Full traceability and respect for farmers and nature, thus, are inseparable from specialty cocoa. That’s why most farmers and first buyers in Sierra Leone are already working with some level of transparency, as organic and fair trade certifications are already in place. “Local buyers embraced the idea of this pilot with optimism because they truly see an extra value being added to their products by Trace. It takes them beyond certifications requirements and can do more for their product’s image and their competitiveness in the world market”, says Andrew. This innovation can allow different stakeholders, including consumers, to dive into the quality aspect and, thus, demand it.
Traceability and transparency are already on the minds of all the players, but now farmers can see it at their level by being able to check payments and if first buyers are correcting mistakes committed either by their commission agencies or people that source from them
Besides the consumer level, this first traceable batch of cocoa also plays an important role to farmers.
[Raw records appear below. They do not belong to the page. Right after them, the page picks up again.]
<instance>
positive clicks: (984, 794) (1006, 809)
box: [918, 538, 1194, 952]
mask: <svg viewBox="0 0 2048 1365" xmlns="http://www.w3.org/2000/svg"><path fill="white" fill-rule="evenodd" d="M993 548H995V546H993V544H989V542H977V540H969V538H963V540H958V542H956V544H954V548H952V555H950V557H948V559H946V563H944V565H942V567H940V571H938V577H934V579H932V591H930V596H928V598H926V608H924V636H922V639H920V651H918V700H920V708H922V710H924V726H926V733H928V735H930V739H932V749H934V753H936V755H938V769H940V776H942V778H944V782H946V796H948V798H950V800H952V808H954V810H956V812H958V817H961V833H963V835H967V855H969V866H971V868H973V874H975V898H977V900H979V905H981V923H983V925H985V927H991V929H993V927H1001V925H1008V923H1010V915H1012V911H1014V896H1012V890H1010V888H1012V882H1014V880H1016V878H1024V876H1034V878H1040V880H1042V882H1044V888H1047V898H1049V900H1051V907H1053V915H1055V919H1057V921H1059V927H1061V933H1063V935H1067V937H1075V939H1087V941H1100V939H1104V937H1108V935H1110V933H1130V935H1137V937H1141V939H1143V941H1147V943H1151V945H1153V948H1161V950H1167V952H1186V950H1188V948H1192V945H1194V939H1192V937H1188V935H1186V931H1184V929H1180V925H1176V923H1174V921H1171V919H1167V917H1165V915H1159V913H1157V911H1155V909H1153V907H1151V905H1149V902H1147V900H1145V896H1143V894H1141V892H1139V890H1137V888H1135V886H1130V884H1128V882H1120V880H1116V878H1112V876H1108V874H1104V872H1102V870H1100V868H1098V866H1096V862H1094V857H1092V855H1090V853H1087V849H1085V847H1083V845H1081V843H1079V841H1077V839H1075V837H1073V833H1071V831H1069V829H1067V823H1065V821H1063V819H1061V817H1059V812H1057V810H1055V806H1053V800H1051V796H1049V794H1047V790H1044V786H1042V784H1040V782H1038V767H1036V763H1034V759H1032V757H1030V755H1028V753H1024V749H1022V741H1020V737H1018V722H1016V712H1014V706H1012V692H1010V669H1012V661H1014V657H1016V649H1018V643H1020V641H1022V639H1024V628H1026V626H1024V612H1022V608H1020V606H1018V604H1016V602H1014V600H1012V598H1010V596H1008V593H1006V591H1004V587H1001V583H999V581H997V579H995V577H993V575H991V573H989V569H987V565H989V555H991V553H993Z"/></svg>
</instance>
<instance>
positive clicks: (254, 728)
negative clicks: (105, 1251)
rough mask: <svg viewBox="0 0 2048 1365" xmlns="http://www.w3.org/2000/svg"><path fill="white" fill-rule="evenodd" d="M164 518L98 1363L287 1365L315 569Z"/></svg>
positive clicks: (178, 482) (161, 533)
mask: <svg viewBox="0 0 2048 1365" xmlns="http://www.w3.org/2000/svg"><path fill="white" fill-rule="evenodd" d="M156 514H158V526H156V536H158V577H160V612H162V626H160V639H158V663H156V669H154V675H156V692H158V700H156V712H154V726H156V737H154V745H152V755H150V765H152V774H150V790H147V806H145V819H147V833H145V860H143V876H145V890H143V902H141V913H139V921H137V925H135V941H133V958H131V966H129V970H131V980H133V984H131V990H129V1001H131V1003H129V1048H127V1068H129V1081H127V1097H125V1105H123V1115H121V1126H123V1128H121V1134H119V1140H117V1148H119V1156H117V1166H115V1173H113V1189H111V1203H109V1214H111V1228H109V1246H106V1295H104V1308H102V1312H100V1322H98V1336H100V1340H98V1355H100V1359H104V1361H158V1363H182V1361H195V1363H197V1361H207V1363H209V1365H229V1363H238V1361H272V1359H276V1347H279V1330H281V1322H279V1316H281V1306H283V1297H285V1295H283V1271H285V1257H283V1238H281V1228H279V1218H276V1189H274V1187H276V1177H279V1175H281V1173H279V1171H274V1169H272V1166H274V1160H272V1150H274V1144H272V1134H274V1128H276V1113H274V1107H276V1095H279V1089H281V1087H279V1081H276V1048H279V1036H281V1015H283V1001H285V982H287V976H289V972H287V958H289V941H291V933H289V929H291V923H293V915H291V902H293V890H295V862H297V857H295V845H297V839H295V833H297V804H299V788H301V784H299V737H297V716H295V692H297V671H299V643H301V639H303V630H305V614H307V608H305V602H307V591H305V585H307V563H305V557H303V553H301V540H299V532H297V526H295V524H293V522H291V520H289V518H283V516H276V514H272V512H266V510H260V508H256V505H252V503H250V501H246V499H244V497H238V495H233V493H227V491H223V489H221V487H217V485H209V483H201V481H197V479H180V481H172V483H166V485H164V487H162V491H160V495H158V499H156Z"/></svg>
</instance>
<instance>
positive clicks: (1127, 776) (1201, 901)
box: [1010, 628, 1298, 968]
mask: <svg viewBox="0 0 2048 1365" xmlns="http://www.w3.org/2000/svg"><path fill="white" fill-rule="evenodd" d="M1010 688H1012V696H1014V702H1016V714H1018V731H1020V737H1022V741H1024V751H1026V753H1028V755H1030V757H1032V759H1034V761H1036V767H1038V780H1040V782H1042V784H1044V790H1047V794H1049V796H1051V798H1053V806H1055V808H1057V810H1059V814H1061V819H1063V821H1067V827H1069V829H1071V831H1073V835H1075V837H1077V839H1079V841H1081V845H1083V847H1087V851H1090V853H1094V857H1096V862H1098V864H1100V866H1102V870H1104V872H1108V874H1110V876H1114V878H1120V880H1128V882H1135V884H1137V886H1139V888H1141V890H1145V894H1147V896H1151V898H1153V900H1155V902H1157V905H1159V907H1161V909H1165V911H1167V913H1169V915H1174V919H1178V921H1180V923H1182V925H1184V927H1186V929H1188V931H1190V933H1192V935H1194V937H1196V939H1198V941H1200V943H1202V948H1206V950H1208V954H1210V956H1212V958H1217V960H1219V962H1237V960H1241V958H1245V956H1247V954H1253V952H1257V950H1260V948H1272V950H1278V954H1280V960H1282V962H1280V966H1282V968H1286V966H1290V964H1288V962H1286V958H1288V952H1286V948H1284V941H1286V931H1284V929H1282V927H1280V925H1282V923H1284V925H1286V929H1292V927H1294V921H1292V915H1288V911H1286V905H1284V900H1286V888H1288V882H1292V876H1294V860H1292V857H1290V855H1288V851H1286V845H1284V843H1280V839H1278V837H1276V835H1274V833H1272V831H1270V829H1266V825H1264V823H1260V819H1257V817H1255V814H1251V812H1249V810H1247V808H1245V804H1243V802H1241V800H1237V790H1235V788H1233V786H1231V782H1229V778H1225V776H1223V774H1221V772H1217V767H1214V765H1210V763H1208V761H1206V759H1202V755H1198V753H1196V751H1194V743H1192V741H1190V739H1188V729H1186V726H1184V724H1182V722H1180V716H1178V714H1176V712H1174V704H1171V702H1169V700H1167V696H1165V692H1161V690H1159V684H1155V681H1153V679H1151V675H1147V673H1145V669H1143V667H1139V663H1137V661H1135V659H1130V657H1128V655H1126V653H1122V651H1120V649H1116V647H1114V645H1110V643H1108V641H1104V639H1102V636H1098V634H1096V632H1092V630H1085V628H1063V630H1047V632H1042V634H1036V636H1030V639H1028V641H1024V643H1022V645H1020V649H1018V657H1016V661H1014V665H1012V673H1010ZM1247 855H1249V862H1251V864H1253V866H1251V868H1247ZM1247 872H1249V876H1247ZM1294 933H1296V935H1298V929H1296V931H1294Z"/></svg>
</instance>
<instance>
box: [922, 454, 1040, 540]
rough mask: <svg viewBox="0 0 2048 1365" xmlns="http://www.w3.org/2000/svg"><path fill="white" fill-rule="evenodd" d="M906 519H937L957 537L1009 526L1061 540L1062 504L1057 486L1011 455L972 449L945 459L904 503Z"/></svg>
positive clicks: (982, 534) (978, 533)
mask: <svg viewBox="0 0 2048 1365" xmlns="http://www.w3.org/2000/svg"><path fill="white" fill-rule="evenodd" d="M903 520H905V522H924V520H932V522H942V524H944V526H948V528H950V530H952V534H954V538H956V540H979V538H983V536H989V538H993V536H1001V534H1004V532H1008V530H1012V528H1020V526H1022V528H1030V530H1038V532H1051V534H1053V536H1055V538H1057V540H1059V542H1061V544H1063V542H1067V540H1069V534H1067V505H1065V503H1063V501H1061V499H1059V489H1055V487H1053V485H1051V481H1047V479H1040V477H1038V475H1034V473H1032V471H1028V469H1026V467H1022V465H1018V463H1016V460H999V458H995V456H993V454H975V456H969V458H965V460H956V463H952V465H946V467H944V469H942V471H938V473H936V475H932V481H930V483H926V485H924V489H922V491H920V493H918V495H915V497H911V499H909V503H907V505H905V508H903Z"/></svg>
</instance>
Ibrahim Sanoh, from Randlyn Holdings Ltd., explains that farmers are demotivated, since the credit for their work often goes to first buyers or companies. “These producers now can be part of a storyline, strengthen their capacities with more input, and hopefully in the end, profit from the data they are sharing with the Trace pilot”, he celebrates. “If we don’t work on these crucial issues, there won’t be a market for the next generation of farmers to even want to work on”.
Next step? Bringing more farmers and buyers in this intervention that amplifies the voices of smallholders, increasing their bargaining power in the chain and fostering a fairer distribution of value. In other words, support models where profitability and sustainability go hand in hand, and the transition does not come at the expense of farmers.